With spring slow everywhere around the country, it's not really a surprise I spent most of my hours at Ruislip Lido seeing absolutely nothing. Because the regular migrant hotspots were barely getting anything, looking for migrants at the Lido felt a bit hopeless. However, with all the days and weeks of nothing much, some stuff did appear in the emptiness.
The first interesting bird of the spring was on the part of my patch that I've only recently been visiting. It's part of Ruislip Woods, but the path runs through the woodland alongside some farmland and open fields, with thick hedges and open ground. Unfortunately most of thickest hedges and fenceposts, probably heaving with Chats and Ouzels, is part of the private farmland, either too distant or completely unviewable - in fact that is probably one of the problems with this site - there is so much green space for migrants to spread out into, most of it being impossible to check. However, there is a thick hedgerow that runs alongside the path, easily viewable, yet on private land so it cannot be disturbed. This spot, and as well as a farming machinery area, are the spots I check most, along with an elevated area with good views over the surrounding fields.
The hedges hold plenty of birds, with a load of Chiffchaffs, Blackcaps and a few Whitethroats singing. However, this hedge also managed to draw in the highlight of the Spring so far - a singing Grasshopper Warbler on the 7th of April, complete with the natural soundtrack of the local shooting grounds. Considering they are not too common locally (no clue where the closest breeders are though), it was a pretty exciting bird to have on patch. It stayed all day and into at least the morning of the next, with a couple of local birders managing to catch up with it.
|Grasshopper Warbler Bushes|
Somehow, I even managed to miss Wheatear this spring as well, despite dozens of miles walked around local farmland, and an influx of them near the start of the spring. However, there have been a few other highlights - nothing too exciting in the standards of any larger of more rural patches, but still pretty decent locally. While other London patches were recording species like Temminck's Stint, Black Tern and Pied Flycatcher, I was patch ticking Reed Bunting, Sedge Warbler and Red-crested Pochard. That's one of the great thing about patching, though - I don't think, other than when I first started birding, I've ever been more excited by seeing an adult male Reed Bunting, or hearing the quiet subsong of a Sedge Warbler - it really makes you appreciate the commoner species more. My first Cetti's Warbler on site also turned up near the start of the spring, along with the first returning Common Sandpiper.
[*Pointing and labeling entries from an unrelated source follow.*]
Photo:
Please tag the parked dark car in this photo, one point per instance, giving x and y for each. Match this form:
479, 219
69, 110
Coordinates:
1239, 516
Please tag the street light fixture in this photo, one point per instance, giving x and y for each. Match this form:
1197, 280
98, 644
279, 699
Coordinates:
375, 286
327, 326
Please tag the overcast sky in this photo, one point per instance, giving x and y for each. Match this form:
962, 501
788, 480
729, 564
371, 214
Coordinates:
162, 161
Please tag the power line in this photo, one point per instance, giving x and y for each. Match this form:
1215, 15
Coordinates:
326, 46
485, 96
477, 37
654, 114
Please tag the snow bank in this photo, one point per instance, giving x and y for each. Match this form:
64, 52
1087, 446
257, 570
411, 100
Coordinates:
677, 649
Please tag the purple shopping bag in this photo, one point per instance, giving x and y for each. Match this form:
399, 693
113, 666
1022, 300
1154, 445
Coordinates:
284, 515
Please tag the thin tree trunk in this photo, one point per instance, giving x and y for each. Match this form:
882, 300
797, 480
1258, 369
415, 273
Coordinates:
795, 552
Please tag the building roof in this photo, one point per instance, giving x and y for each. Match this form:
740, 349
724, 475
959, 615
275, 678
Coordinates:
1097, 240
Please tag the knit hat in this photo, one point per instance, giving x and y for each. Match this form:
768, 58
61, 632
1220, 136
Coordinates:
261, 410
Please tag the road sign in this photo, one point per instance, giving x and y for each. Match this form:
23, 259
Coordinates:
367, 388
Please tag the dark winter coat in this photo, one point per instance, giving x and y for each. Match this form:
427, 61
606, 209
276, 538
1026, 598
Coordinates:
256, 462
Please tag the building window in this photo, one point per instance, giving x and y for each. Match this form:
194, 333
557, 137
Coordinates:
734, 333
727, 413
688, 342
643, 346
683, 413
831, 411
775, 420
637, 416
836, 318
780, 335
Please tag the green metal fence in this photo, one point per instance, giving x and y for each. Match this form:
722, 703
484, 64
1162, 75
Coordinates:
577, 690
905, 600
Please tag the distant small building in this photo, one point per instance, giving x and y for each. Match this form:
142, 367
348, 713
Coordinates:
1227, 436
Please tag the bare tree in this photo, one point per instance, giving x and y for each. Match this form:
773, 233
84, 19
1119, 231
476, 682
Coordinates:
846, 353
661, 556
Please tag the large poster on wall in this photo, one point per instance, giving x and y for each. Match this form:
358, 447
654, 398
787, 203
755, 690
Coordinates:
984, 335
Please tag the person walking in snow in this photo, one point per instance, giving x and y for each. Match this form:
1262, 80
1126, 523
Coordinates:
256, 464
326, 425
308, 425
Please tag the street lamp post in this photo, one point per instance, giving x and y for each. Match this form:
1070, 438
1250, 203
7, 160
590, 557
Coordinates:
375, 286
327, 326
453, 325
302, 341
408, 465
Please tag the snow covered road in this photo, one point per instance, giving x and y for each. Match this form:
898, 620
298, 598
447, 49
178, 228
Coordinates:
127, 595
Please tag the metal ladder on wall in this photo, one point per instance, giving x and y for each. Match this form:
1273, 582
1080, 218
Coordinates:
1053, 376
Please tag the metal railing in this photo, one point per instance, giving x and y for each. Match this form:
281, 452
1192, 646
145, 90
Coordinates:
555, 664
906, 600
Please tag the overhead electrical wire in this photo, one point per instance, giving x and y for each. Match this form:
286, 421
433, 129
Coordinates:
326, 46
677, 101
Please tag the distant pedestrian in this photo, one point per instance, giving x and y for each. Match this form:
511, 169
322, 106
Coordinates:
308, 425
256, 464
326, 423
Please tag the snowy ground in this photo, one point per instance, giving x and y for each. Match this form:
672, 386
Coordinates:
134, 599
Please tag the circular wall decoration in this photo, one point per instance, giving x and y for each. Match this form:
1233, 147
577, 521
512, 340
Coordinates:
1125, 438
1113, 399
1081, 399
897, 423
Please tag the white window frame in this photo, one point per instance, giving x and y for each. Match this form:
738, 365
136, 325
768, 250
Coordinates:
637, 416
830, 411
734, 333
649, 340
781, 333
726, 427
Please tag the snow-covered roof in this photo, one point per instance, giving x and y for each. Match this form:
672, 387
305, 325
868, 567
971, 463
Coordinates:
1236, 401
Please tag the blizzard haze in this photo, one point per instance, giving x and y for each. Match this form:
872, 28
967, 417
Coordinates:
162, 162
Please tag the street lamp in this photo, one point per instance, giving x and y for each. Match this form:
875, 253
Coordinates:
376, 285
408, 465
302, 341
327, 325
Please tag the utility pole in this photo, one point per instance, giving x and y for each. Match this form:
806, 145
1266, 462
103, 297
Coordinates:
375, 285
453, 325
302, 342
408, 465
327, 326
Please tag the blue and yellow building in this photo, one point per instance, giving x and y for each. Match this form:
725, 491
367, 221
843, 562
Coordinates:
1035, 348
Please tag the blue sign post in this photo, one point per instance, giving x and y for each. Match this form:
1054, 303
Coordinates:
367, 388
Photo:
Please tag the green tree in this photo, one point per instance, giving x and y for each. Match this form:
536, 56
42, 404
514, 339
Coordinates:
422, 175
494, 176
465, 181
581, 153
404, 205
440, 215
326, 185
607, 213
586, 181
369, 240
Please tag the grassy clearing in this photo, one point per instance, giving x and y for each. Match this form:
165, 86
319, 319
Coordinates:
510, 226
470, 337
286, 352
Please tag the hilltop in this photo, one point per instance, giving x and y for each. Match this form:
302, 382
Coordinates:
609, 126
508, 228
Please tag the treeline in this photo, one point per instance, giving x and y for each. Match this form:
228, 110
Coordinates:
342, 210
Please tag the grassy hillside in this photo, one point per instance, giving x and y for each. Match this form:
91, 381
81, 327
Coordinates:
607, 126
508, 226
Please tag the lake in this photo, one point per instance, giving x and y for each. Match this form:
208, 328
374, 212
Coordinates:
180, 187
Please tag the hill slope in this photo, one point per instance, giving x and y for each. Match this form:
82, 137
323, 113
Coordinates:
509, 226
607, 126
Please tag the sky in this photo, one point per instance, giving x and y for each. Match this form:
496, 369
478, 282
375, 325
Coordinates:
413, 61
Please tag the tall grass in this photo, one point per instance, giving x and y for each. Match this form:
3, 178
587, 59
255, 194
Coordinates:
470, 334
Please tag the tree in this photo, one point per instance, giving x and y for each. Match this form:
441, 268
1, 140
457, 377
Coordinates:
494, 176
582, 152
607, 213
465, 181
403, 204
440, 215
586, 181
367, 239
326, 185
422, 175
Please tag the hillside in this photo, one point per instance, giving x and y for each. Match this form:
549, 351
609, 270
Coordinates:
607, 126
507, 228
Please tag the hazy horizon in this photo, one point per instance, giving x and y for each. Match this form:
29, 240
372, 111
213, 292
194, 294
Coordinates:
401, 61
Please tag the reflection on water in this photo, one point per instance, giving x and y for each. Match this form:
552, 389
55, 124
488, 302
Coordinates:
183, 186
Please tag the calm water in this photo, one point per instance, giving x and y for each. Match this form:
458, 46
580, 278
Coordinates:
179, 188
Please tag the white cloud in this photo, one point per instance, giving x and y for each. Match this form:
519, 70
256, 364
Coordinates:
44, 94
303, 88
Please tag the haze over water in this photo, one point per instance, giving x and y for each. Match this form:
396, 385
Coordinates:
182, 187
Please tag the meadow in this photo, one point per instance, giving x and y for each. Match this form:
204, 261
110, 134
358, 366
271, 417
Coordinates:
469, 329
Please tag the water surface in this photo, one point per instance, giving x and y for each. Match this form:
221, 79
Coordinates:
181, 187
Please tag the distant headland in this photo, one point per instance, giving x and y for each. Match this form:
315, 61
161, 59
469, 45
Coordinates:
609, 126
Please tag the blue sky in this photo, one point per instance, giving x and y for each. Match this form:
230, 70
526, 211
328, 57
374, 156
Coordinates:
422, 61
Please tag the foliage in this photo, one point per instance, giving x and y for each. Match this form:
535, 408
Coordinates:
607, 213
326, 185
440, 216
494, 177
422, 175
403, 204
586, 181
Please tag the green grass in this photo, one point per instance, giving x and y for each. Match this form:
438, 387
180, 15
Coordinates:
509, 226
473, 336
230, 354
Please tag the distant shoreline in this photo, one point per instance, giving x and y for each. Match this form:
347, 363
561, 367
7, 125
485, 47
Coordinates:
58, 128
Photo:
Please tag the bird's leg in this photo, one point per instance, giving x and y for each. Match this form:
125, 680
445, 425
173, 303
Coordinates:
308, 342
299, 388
Some more migrants did move through as well, though - there were plenty of large hirundine flocks throughout the spring (Sand Martins, House Martins and Swallows) to keep me entertained, along with the first returning Swifts and Hobbies recently. Hobbies are pretty regular, but can never really get boring.
Other than that though, a showy Yellow Wagtail provided entertainment - the best views I've had of this species here. The Garden Warblers have returned, with about 4-5 singing birds around the area, while Whitethroats and Willow Warbler continue to sing in Poor's Field, including the first Lesser Whitethroat of the year recently. The Redpoll flock is still lingering, along with the occasional flyover siskin and Linnet. Little Grebes are very vocal on the Lido.
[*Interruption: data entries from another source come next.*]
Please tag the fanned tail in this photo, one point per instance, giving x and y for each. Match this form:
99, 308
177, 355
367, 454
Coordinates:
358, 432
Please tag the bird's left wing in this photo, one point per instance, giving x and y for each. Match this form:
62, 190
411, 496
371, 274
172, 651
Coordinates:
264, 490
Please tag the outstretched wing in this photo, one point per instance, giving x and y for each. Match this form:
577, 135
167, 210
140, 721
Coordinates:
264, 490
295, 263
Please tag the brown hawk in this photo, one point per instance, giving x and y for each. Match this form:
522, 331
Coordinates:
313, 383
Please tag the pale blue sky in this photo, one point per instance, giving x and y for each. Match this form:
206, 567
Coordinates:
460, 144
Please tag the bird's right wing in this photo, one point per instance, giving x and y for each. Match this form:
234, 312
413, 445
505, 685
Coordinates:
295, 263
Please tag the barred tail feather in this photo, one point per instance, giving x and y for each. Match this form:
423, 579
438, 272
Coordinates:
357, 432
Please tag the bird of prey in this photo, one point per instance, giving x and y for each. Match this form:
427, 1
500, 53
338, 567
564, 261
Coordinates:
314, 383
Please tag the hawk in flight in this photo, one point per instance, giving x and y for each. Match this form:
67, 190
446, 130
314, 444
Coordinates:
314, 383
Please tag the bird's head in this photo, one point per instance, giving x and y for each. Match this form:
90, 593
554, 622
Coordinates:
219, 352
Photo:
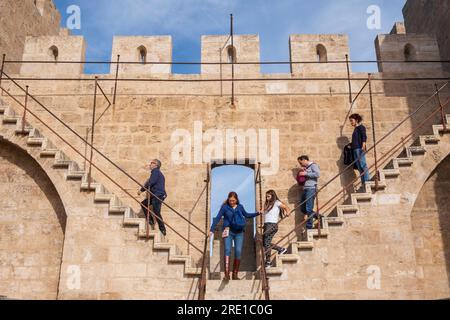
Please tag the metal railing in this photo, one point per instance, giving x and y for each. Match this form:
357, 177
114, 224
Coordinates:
204, 272
259, 240
89, 160
379, 161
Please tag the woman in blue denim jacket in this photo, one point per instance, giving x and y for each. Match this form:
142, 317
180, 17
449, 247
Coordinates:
230, 208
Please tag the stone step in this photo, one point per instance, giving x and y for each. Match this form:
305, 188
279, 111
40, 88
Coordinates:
403, 161
417, 149
429, 139
393, 173
233, 289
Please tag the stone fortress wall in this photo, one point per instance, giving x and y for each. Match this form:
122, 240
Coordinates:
308, 114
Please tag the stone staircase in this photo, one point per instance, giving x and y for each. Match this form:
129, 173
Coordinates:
12, 125
337, 217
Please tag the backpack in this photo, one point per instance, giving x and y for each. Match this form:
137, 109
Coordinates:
238, 221
301, 179
348, 154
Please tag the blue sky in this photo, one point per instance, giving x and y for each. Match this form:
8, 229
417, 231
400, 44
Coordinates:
187, 20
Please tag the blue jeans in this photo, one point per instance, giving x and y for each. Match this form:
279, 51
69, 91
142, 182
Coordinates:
361, 165
307, 207
238, 239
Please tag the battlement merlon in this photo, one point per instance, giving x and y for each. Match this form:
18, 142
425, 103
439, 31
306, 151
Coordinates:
53, 48
47, 9
217, 48
142, 49
318, 47
404, 47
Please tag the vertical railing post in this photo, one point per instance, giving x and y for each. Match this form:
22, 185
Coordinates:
319, 227
259, 237
85, 149
92, 133
349, 80
1, 71
203, 276
147, 216
232, 59
373, 133
25, 109
221, 72
438, 99
116, 80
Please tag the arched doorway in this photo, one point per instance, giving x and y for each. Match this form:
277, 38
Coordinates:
239, 178
32, 227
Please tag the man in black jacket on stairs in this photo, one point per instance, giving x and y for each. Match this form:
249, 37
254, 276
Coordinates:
156, 185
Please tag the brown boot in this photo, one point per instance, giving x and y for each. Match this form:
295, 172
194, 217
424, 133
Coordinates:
237, 262
227, 269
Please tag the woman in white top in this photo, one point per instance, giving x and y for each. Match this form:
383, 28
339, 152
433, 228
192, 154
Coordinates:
273, 211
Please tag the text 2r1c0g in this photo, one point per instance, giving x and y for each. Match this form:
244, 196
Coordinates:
236, 309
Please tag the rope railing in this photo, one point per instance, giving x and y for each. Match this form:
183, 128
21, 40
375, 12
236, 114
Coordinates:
96, 167
259, 240
203, 277
339, 174
384, 158
221, 63
98, 152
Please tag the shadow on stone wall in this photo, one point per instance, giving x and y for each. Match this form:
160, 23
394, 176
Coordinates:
21, 159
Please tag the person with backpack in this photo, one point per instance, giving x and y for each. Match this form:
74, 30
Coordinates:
156, 185
308, 177
274, 209
359, 147
234, 222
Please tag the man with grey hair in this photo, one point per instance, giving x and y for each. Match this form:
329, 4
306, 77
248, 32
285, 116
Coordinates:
156, 185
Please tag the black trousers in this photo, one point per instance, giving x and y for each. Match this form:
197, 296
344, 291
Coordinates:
156, 205
270, 229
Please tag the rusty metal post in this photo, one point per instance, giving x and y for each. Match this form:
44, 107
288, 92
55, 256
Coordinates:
319, 227
232, 59
25, 109
1, 71
259, 239
85, 148
203, 276
221, 72
116, 80
147, 217
92, 133
373, 133
438, 98
349, 80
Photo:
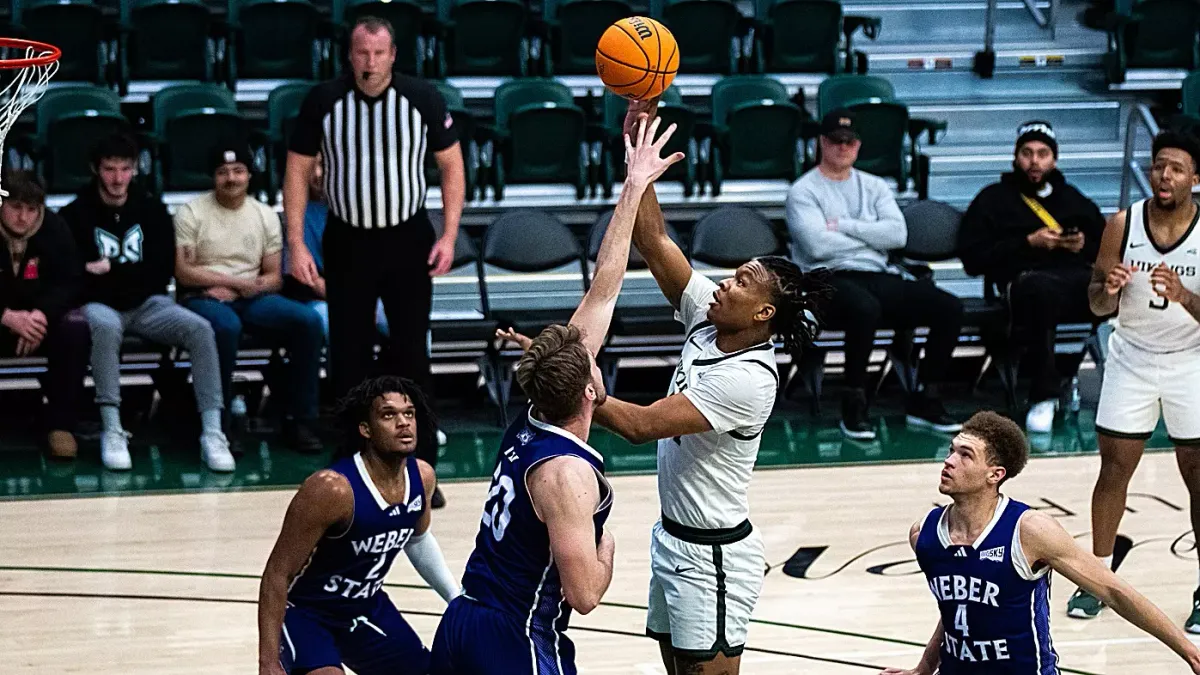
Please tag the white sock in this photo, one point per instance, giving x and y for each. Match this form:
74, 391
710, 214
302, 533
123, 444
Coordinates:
210, 422
111, 418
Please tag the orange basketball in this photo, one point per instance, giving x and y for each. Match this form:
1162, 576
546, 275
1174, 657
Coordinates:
637, 58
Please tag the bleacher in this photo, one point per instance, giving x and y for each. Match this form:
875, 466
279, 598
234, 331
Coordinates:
939, 94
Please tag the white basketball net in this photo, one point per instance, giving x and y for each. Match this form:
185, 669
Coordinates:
27, 87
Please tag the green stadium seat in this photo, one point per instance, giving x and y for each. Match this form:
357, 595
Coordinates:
805, 36
189, 119
540, 136
756, 131
167, 40
70, 119
273, 40
485, 37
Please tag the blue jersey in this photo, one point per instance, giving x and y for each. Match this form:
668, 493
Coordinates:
995, 608
511, 568
347, 567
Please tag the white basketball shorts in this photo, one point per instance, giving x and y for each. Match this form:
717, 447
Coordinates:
705, 589
1139, 386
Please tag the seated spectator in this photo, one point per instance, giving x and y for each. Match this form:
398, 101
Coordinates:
127, 243
313, 236
1036, 237
39, 303
228, 266
849, 221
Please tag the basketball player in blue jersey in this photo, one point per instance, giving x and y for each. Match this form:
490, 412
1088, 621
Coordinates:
1149, 273
541, 550
321, 603
988, 561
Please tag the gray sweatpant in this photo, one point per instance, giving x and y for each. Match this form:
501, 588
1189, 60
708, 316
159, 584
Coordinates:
159, 320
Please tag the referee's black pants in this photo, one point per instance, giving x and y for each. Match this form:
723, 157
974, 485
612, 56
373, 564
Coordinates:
1041, 300
867, 300
363, 266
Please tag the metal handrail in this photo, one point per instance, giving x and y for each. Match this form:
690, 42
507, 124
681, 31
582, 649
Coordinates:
1139, 115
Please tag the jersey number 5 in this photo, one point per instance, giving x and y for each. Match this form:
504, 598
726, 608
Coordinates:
496, 508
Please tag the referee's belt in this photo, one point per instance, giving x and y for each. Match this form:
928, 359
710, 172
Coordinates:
707, 537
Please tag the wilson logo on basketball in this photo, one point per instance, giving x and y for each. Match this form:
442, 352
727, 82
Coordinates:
643, 30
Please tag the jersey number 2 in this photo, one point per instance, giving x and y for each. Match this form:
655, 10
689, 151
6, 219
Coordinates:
496, 509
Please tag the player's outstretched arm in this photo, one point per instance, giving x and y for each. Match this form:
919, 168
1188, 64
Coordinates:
1044, 541
423, 549
1109, 274
643, 166
666, 262
324, 501
665, 418
565, 494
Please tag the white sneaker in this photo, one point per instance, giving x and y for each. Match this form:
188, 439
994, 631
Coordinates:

Other wildlife interest came in the form of Slow Worms and Grass Snakes, along with the usual foxes and deer (Muntjac I think). The moth trap was put out once this spring with the enormous total of 2 Moths - 1 Small Quaker and 1 Common Quaker.
I have escaped the Lido a couple of times this spring as well - including a few walks up to an area a couple of miles beyond it to some farmland. A few things have shown themselves here - a large flock of Linnets and, more surprisingly, a random flyover Mandarin Duck - not sure where the closest population even is.
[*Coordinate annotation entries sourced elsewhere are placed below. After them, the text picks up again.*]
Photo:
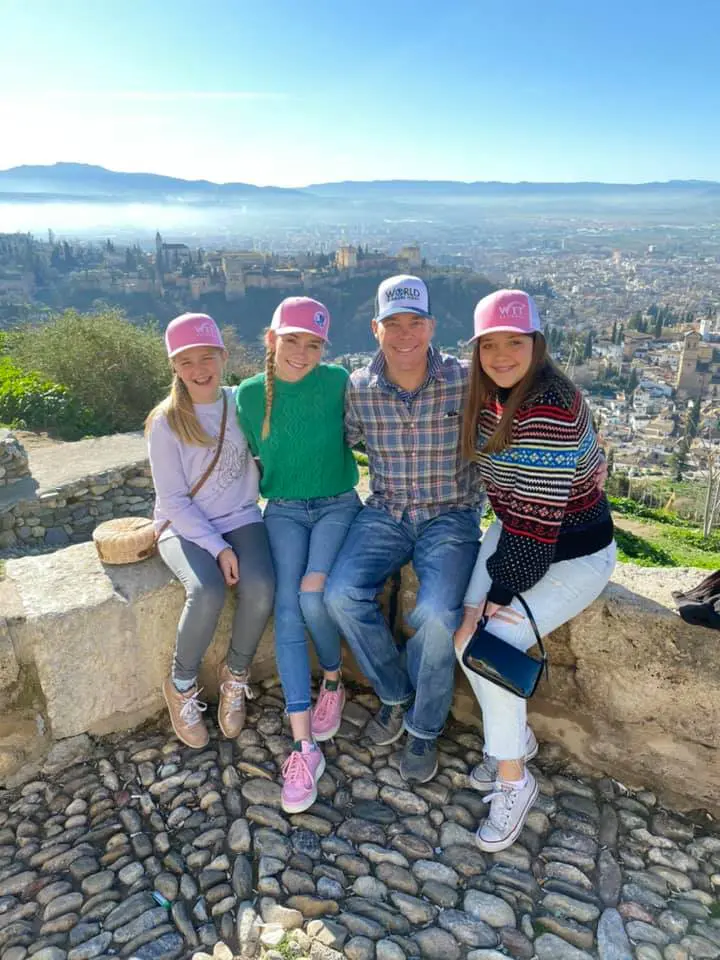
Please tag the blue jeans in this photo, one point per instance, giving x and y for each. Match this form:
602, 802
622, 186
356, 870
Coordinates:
305, 537
567, 588
443, 552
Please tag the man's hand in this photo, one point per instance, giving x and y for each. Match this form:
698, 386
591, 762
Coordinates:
227, 561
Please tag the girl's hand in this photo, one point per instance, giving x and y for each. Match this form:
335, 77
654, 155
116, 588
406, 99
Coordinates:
227, 561
468, 626
506, 614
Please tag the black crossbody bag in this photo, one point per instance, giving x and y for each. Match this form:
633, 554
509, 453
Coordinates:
514, 670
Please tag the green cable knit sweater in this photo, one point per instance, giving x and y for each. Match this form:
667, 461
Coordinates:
305, 456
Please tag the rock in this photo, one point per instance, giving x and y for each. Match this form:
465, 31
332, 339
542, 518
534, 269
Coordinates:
327, 932
550, 947
436, 944
490, 909
638, 931
242, 878
91, 948
272, 912
417, 911
613, 943
471, 933
431, 870
360, 948
388, 950
238, 838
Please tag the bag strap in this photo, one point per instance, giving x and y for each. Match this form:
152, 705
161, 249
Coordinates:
210, 467
533, 624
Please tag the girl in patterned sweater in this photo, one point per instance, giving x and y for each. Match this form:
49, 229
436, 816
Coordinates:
530, 432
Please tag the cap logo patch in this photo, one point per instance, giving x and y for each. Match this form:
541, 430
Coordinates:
515, 310
204, 329
402, 293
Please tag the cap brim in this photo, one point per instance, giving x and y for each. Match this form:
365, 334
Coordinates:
395, 310
525, 333
189, 346
281, 331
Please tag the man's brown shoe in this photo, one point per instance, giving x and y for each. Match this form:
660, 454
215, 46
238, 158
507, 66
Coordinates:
186, 715
234, 689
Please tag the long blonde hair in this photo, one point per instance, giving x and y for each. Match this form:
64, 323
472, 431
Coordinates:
269, 382
482, 388
179, 411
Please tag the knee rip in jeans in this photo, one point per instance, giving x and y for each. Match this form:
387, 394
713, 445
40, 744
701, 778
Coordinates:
313, 583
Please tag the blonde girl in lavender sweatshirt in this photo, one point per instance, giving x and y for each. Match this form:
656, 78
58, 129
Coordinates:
213, 540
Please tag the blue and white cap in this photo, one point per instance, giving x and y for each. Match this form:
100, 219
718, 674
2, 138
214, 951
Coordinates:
402, 294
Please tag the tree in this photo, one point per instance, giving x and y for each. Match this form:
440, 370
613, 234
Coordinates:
116, 370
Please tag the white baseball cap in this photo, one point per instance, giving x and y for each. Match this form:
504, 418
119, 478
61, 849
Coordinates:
402, 294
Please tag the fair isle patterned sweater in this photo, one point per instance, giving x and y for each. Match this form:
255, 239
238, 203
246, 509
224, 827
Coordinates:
543, 487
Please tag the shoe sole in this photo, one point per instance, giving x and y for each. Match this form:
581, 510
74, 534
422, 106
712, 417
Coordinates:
417, 779
495, 847
386, 742
328, 734
486, 786
181, 738
302, 807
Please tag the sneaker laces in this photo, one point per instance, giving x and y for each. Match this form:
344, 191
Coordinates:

Another outing to Broadwater Lake was in the hope of some passage gulls and terns, as Staines and Walthamstow were receiving huge numbers of Little Gulls, along with many other places in the country. This turned out to be successful, with more than I expected - a flock of 30 Little Gulls, and the first large flock I had seen. They formed a tight flock and worked there way up and down the lake, sometimes with the whole flock disappearing for long periods.
Broadwater also produced an Oystercatcher, a singing Sedge Warbler, a flyover Yellow Wagtail and some Red-Crested Pochards - a great site - shame it and the land around is being massacred by HS2.
I also left London for the first time in 9 months to go to Norfolk for a long weekend - I twitched some Ring Ouzels and saw a summer plumage Spotted Redshank, Whimbrel, Bittern, Crane and Spoonbills - it's always good to be back here.